JAKARTA, GRESNEWS.COM - Pengumuman hasil Pilpres 2014 secara resmi akan dilakukan oleh Komisi Pemilihan Umum (KPU) pada tanggal 22 Juli mendatang. Pada saat itu siapa yang bakal terpilih sebagai presiden dan wakil presiden Indonesia baru akan ditentukan. Siapapun yang terpilih nantinya, mereka akan mengemban amanat dan harapan kebanyakan masyarakat untuk mewujudkan kesejahteraan rakyat, terasuk para nelayan tradisional Indonesia.

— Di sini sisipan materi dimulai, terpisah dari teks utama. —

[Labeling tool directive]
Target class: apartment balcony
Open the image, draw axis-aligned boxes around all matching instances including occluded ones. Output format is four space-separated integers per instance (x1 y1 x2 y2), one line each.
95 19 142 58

Sekretaris Jenderal Koalisi Rakyat untuk Keadilan Perikanan (KIARA) Abdul Halim mengatakan, di kampung-kampung nelayan, kata sejahtera masih jauh panggang dari api. Pusat Data dan Informasi KIARA (Juni 2014) mencatat sedikitnya 255 nelayan tradisional hilang dan meninggal dunia di laut. "Nelayan tradisional melaut tanpa perlindungan asuransi iklim dan kepastian nasib jika mereka hilang atau meninggal dunia di laut," kata Halim lewat siaran pers yang diterima Gresnews.com, Minggu (20/7).

Hal senada juga diungkapkan oleh  Ketua Perkumpulan Nelayan dan Perempuan Nelayan Sulawesi Tenggara Beloro. Dia mengatakan, para nelayan tradisional khususnya di Sulawesi Tenggara, melaut dengan resiko besar hilang dan meninggal dunia di laut akibat derasnya ombak Laut Banda dan Laut Flores. "Untuk itu, Presiden terpilih 2014 harus menyegerakan payung hukum perlindungan dan pemberdayaan nelayan," ujar Beloro.

Di sisi lain, hingga hari ini nelayan masih mengalami kesulitan ketika mengurus perizinan melaut. Birokrasi yang berbelit dan minimnya pengetahuan nelayan tradisional Indonesia dalam mengurus izin membuat nelayan menjadi rentan dikriminalisasi. "Hal ini secara langsung berdampak bagi kesejahteraan nelayan tradisional Indonesia dan mengakibatkan kemiskinan semakin merajalela di kampung nelayan," ujarnya menambahkan.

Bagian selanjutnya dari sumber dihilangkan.